According to media reports on Friday, Mr. Prakash, who is in his early 20s, was arrested several weeks ago by Turkish officials after they received information from Australian authorities that he was planning to enter the country.
Michael Keenan, Australia’s minister assisting the prime minister for counterterrorism, said unreliable information coming out of Iraq meant reports of terrorists killed there have at times proved erroneous.
“These places are war zones, with many ungoverned spaces,” he said in a statement.
Mr. Prakash, who was raised in the city of Melbourne, has appeared in a series of slickly produced propaganda videos, including one released last year in which he describes his conversion from Buddhism to Islam.
“My journey started when one day one brother said to me, he said, ‘What religion are you?’ I said, ‘I’m a Buddhist, but I believe, you know, there is a god, a deity.’ He goes, ‘You’re not a Buddhist then because,’ he goes, ‘you’re confused,’” Mr. Prakash says in the video.
“Thoughts were telling me, ‘Why don’t you leave your religion and enter Islam?’ But then other thoughts would come to me and say ‘Would you leave the religion of your forefathers to follow something that is new, that is strange?’”
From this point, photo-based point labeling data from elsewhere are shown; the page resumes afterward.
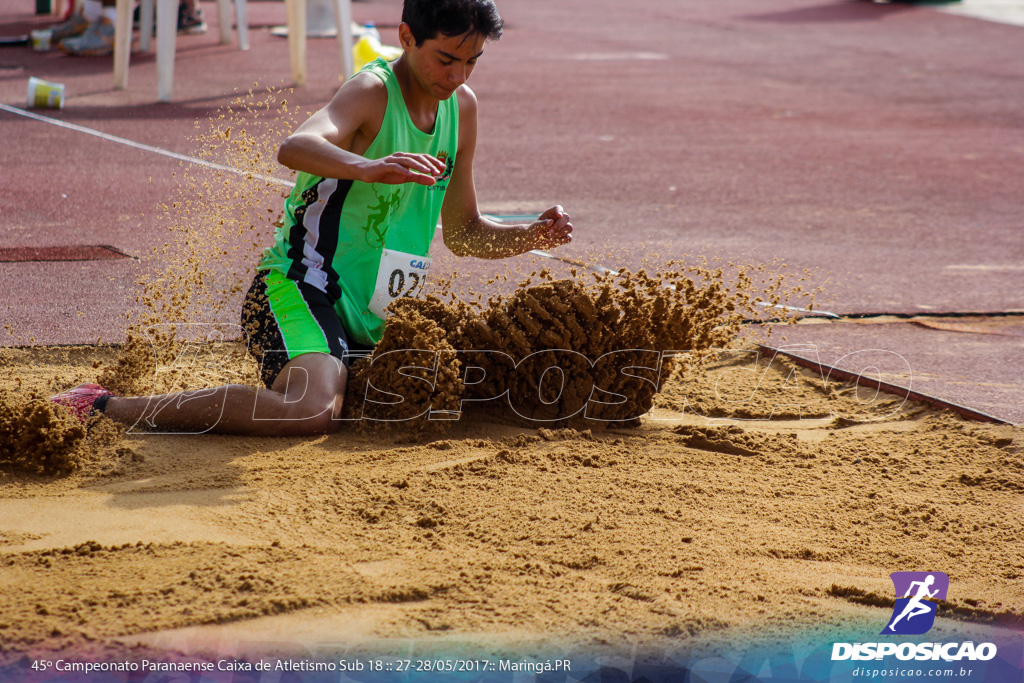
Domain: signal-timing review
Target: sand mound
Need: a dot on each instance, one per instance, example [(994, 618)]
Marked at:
[(561, 351)]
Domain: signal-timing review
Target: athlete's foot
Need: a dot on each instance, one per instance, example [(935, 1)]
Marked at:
[(80, 399)]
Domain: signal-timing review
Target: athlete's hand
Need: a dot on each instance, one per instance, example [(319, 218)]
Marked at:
[(403, 167), (551, 229)]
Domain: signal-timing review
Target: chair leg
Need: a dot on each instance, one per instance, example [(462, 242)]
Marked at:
[(167, 32), (297, 39), (122, 44), (224, 19), (242, 19), (145, 25), (343, 17)]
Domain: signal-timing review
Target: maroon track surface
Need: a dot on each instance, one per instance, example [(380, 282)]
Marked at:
[(879, 144)]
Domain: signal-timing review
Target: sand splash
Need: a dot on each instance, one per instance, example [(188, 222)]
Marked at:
[(583, 349)]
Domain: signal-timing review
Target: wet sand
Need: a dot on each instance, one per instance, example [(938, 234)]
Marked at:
[(690, 528)]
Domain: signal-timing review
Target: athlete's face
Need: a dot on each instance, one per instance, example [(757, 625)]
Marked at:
[(443, 62)]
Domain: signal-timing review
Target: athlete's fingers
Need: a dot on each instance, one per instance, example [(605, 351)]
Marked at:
[(432, 164), (417, 164), (397, 174)]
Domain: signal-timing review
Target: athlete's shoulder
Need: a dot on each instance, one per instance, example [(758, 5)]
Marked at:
[(466, 98), (364, 88)]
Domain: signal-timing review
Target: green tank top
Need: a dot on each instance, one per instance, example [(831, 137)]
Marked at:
[(364, 244)]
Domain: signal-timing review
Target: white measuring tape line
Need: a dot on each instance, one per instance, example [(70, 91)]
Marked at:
[(288, 183), (144, 147)]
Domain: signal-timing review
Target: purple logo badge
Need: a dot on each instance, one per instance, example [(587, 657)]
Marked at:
[(914, 611)]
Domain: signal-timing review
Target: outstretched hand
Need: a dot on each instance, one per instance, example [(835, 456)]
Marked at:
[(551, 229), (403, 167)]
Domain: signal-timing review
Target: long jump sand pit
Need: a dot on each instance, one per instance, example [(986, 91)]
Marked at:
[(688, 529)]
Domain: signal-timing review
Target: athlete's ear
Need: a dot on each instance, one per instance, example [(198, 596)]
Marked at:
[(406, 37)]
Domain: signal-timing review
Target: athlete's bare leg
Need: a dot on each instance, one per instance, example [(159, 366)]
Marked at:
[(307, 393)]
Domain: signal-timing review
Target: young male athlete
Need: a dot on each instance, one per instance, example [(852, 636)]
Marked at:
[(390, 153)]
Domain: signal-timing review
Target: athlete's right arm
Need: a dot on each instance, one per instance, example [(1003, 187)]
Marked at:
[(331, 142)]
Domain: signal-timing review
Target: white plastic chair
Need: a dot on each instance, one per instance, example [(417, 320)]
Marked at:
[(297, 37), (167, 24)]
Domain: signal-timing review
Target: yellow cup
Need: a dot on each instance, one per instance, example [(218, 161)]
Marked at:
[(45, 94)]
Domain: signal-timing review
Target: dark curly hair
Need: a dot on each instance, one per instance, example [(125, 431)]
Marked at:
[(426, 18)]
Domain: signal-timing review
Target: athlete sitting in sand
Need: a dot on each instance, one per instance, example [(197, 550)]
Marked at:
[(390, 153)]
During the 12-minute clip, Mr. Prakash explains how he felt at odds with Buddhism after visiting Cambodia with his family for the first time as a 20-year-old.
“I saw people praying, crying toward statues, giving money to statues, depending on statues and I actually saw the meaning of what this religion was and it didn’t make any sense to me,” he says.
“I was very confused and very upset at the time and I asked my mum, I go, ‘How are we doing this and how does it make any sense?’ She said, ‘This is what we know.’”
In the same video, Mr. Prakash appeals to his “brothers” to join him and calls for attacks on Australian soil.
Interior Ministry spokesman Khieu Sopheak declined yesterday to say whether Cambodian authorities had investigated Mr. Prakash’s potential links to the country or provided information to foreign states and territories.
An Australian government statement in May said Mr. Prakash had been killed by a U.S. airstrike in Mosul on April 29.
“Neil Prakash was a prominent ISIL member and a senior terrorist recruiter and attack facilitator,” the statement said, using another name for I.S. “His death disrupts and degrades ISIL’s ability to recruit vulnerable people in our community to conduct terrorist acts.”